LA PESTE di leopold Persidi

Nasceva dove nascevano
tutte le guerre e le conquiste.
Si diffondeva,
la temevano i grandi della terra.
Le donne ne avevano terrore.
I padri seppellivano i loro figli
a loro volta venivano seppelliti.
Si vendeva l'anima
pur di non essere toccati dalla peste.
Un contratto con la morte di non ritorno.
Viaggia e si diffonde: Cina, India,
lambendo il Nord Africa, L'Europa: Qui s'immolano
per diversa fede, per stato deforme,
per diverso pensiero e visione;
esseri che nulla hanno a che fare,
con l'odioso morbo.
Qui gli animi si perdono e muoiono.
Commento di Stefanella Orzan

L’autore ripercorre in brevi, secche pennellate storiche, uno stato d’animo ed una realtà che furono esperienze comuni dell’umanità del passato. Non lo fa con un tono distaccato, sembra al contrario quasi partecipe, come spettatore-viaggiatore nei tempi del morbo che, come ci ricorda, non risparmiò alcuna parte del nostro pianeta. E il poeta, con questo suo abile procedimento per immagini e sensazioni ci fa “vedere” con precisione e ricchezza di sentimenti, gli atteggiamenti e le azioni di coloro che si trovarono a convivere con il morbo. Dall’accenno ai grandi della terra passa a descrizioni più accorate e vicine alla gente comune nominando donne, padri, figli, gruppi familiari che provvedevano da sé alle sepolture, ed avevano paura.
Nelle linee di chiusura Persidi ci ricorda ancora il carattere tristemente democratico, assolutamente privo di barriere e preferenze, dell’epidemia, che colpì indiscriminatamente esseri umani di diverse fedi, attitudini, luoghi geografici e temporanei (l’autore infatti non ci dice nulla dell’ epoca precisa, lasciandoci il dubbio su quale epidemia, tra le molte della storia passata) tutte vittime inermi travolte senza poter opporre resistenza.
La riga finale conclude con dolore e repentino stacco narrativo, la descrizione di un evento nella storia umana.

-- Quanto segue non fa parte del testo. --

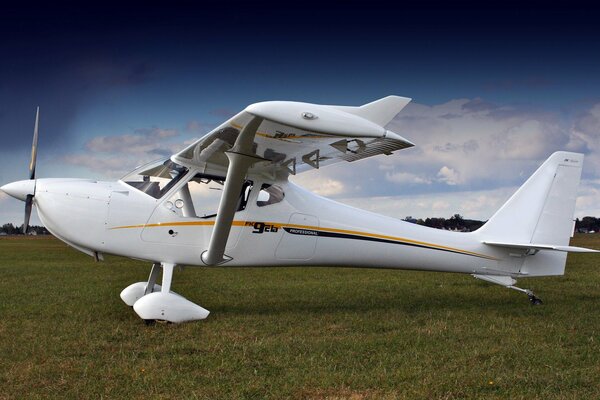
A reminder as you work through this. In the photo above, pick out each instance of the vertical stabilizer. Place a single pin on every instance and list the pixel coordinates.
(541, 211)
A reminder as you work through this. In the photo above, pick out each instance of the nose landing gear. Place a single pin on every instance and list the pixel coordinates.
(158, 303)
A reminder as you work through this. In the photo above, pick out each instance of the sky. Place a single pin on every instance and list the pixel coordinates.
(496, 89)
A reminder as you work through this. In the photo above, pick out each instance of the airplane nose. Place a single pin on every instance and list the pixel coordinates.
(20, 189)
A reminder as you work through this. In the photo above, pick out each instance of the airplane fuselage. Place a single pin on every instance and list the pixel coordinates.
(302, 229)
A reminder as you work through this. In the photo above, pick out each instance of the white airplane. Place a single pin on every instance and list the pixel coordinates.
(167, 213)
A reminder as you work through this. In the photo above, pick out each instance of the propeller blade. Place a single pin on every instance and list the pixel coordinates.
(28, 203)
(34, 145)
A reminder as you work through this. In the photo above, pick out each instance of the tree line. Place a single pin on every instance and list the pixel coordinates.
(458, 223)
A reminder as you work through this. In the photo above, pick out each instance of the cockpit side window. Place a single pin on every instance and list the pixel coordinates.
(269, 194)
(201, 195)
(156, 178)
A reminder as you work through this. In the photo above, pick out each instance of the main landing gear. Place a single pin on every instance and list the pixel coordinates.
(154, 302)
(508, 282)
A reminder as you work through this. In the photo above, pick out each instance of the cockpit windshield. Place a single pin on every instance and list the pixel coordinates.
(156, 178)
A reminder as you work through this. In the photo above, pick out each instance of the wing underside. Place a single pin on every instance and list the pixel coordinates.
(294, 137)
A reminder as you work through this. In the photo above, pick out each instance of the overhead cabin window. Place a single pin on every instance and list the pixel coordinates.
(201, 195)
(269, 194)
(156, 178)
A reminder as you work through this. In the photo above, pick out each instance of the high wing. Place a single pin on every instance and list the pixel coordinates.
(294, 137)
(278, 138)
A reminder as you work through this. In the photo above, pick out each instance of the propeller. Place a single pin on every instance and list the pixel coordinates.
(29, 198)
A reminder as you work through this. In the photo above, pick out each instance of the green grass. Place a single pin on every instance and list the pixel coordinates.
(275, 333)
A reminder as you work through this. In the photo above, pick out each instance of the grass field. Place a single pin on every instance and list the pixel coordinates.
(320, 333)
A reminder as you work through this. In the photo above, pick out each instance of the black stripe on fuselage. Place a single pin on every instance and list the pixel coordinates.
(311, 232)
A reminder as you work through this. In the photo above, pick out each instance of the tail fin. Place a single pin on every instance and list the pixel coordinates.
(538, 218)
(541, 211)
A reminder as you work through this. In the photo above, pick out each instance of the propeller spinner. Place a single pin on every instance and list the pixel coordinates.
(25, 190)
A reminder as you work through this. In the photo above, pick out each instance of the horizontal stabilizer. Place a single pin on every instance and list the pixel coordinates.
(501, 280)
(533, 246)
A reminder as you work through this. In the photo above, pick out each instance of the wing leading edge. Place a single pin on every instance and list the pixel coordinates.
(294, 136)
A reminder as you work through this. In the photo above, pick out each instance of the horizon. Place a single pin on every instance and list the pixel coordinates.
(495, 92)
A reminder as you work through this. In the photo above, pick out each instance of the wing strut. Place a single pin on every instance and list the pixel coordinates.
(241, 157)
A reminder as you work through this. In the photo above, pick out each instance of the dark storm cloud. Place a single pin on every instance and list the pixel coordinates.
(62, 56)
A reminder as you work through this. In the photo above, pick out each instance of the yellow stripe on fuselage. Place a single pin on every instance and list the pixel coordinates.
(333, 230)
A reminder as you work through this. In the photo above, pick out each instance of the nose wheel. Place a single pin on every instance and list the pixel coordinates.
(534, 300)
(158, 303)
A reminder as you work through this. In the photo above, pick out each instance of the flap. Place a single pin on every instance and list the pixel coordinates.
(532, 246)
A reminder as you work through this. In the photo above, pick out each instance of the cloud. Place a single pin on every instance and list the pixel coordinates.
(198, 127)
(320, 184)
(142, 141)
(471, 204)
(481, 145)
(449, 176)
(406, 177)
(112, 156)
(468, 151)
(585, 138)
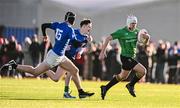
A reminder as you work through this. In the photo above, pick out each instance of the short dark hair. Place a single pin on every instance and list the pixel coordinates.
(70, 17)
(85, 22)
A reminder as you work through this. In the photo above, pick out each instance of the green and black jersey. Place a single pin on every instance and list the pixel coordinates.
(127, 40)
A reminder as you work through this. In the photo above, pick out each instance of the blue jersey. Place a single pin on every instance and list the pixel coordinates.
(76, 44)
(63, 34)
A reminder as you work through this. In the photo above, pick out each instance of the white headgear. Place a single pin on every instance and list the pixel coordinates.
(131, 19)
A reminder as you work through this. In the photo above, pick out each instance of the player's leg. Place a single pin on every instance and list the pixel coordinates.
(42, 67)
(140, 72)
(39, 69)
(70, 67)
(67, 93)
(104, 88)
(55, 76)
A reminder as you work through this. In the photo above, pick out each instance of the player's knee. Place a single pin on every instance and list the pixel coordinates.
(121, 77)
(145, 71)
(56, 79)
(76, 70)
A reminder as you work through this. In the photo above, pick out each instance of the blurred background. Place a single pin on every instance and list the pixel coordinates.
(20, 32)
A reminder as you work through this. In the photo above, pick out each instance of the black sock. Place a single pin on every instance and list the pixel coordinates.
(80, 90)
(66, 89)
(111, 83)
(134, 80)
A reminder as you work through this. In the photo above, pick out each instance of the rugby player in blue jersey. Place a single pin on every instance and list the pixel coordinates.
(76, 48)
(56, 56)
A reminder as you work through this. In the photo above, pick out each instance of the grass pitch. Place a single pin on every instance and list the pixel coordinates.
(34, 93)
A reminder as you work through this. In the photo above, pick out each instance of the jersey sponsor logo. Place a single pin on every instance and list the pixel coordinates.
(131, 40)
(59, 34)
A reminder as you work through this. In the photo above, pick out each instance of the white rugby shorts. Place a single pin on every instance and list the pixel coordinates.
(52, 59)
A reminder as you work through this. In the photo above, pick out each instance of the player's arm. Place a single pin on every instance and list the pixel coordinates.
(44, 27)
(80, 52)
(144, 37)
(101, 56)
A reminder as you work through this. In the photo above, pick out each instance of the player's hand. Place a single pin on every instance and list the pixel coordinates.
(101, 56)
(68, 47)
(78, 56)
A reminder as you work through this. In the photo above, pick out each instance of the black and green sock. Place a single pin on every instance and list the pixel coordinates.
(134, 80)
(66, 89)
(112, 83)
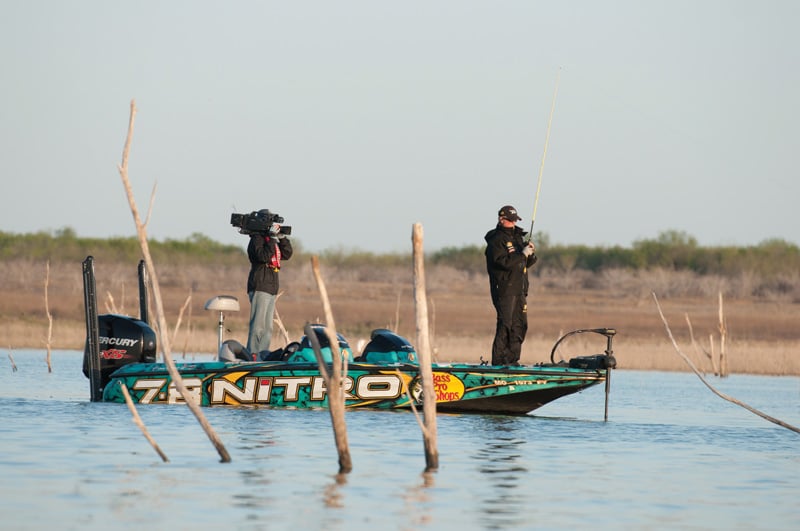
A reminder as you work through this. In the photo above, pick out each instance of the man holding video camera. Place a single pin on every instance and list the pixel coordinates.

Commento di Viviana De Persio

Colpisce molto la “testimonianza” dell'autore su qualcosa che ha fatto tremare intere popolazioni. Considero questa poesia una testimonianza perché l’autore sembra aver vissuto il terrore di quei tempi. Il sentimento è espresso nel dolore delle madri, dei padri, dei figli; nel timore di chi potente sulla terra non poteva nulla contro la peste, anzi, cercava in qualcuno il responsabile di tutto ciò. Non sono mai state così vere le parole “Un contratto con la morte di non ritorno”. Vera la incorruttibilità della morte, che non fa differenza di religione, di sesso, di stato sociale o di condizione fisica. Testimonianza passata ma indubbiamente attuale, perché l’uomo, in quanto animale, seppur intelligente, è indifeso di fronte tutto ciò che si può celare sotto forma di “Morbo” ma che in realtà ha un solo nome “MORTE”

Commento di Donatella Aragozzini

Un tema profondamente drammatico, quello della peste; una realtà ineluttabile, quella del morbo che si diffonde inesorabilmente sulla Terra senza fare differenze di razza, fede o classe sociale; un’immagine struggente, quella dei padri che seppelliscono i figli. Senza dilungarsi in inutili descrizioni, l’autore riesce ad esprimere con poche, efficaci pennellate il dolore e il terrore che hanno accompagnato questo terribile flagello dell’umanità e lo fa con tono accorato, mai distaccato, quasi partecipe delle terribili sofferenze patite dalle vittime dell’epidemia. In tutta la poesia aleggia la paura, ma anche un impalpabile senso di rassegnazione, di impotenza nei confronti di qualcosa che è troppo grande per essere sconfitto dai comuni mortali e che fa sentire gli uomini incredibilmente deboli, inermi, indifesi.